In this part of the world, these were very long-lived engines not known for a head gasket appetite. It was rust that did them all in around here, but many racked up very high miles first.
Ive known several that have done the meltdown trick but as you say it happened at high mileage, running too lean coz the carbs are out of sync was likely the problem as these were ill maintained beater cars but coupled with the usual rust means bye bye.
Outside of the rustbelt, they ran forever assuming the owner remembered to change the timing belt.
I had a 1987 white LX which looked just like the car above. 380,000 miles until it was run over by a garbage truck. Still see at least one per week driving around.
Japan had two fronts due to different dealer channels.
US got the pop-up headlights because the sealed beam requirement was still in force during the development phase
All sorts of stuff is used by security companies I had a white 84 323 RWD panelvan that was an ex security co car the heater vents were full of the little cards they stick in door jambs to prove they called, one local outfit uses Kia Rios cheap to buy cheap to run and they just hammer them into the ground zipping about checking security of business premises there is no pretense of being cops.

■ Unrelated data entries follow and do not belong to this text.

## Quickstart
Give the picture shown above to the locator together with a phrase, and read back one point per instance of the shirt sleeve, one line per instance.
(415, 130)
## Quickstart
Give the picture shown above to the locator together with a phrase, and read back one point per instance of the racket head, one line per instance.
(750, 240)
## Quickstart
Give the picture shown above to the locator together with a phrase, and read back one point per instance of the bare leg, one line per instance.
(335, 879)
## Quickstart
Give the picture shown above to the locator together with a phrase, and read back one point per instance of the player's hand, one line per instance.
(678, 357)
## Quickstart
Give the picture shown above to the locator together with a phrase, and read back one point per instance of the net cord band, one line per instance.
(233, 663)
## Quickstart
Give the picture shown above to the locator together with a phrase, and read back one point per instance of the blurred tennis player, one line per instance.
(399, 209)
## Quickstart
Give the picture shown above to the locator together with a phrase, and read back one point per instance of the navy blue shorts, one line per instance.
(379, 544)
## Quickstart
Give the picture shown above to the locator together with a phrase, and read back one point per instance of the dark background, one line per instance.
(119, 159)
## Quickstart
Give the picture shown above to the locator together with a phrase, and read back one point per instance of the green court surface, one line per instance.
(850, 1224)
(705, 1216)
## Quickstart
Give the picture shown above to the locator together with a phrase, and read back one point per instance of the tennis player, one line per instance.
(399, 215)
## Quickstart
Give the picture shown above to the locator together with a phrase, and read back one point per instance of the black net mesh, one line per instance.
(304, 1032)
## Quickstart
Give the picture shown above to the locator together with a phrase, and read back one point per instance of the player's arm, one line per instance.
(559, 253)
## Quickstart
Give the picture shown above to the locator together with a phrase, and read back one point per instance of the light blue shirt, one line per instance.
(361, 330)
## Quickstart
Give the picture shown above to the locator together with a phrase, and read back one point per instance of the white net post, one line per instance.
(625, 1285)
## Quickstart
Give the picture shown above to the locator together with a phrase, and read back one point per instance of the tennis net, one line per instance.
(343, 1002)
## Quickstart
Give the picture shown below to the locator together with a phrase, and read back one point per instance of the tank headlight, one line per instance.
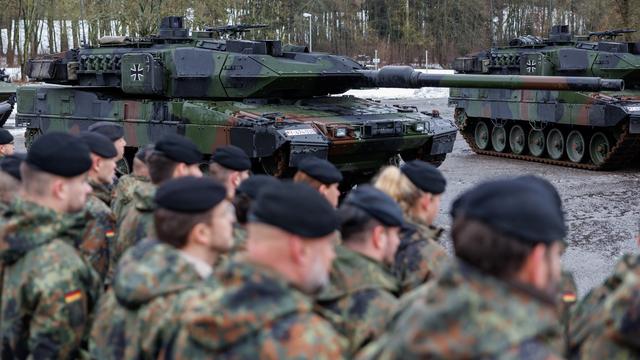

A friend of mine has a Kia Rio Diesel as a company car. It does 3.6L/100km (which is 65mpg in the US). Not a bad little car.
Ahh, yes – the famous Honda Pursuit. Favored not only by Highway Patrols for their blistering high speeds, these were also loved by city police forces for the extremely roomy back seats that made prisoner entry and exit such a breeze. I understand that almost all of these were bought back by Honda R&D to study for the next generation of Pursuit. It will really be good when they finally release it.
Are you talking to me ???
No kidding, this is the very-official-police. More Police-bugs here:
This is my second-favorite Accord generation. Although its lines are certainly more interesting, I happen to prefer the 1990-93 generation that immediately followed this one – probably due to the fact that it was the first Accord I was exposed to as a young child. Someone we knew owned a ’93 cranberry red Accord sedan. Such a great car. Both of these generations were so “right sized” compared to Accords of today.
I disagree, today’s are much more appropriately sized for a family car IMO. Yeah, there’s some bloat today, but I wouldn’t want to shoehorn my family into something this size.
You see, I was also exposed to a ’90-93 Accord in high school, and I simply didn’t fit in the thing very well. Were I 5′ tall, perhaps I would have somewhat different opinions on “right-size”, but it wouldn’t change my opinion on how roomy a mainstream family car should be.
This security duty Accord looks very alert with its headlamps up like that!
Not sleeping on the job.
Perhaps this is a new trend, announcing the passing of the donks-painted-with-bizarre-commercial-messages (Lucky Charms, Sure Deodorant, etc) in favour of Deck your ancient sedan out like a security vehicle.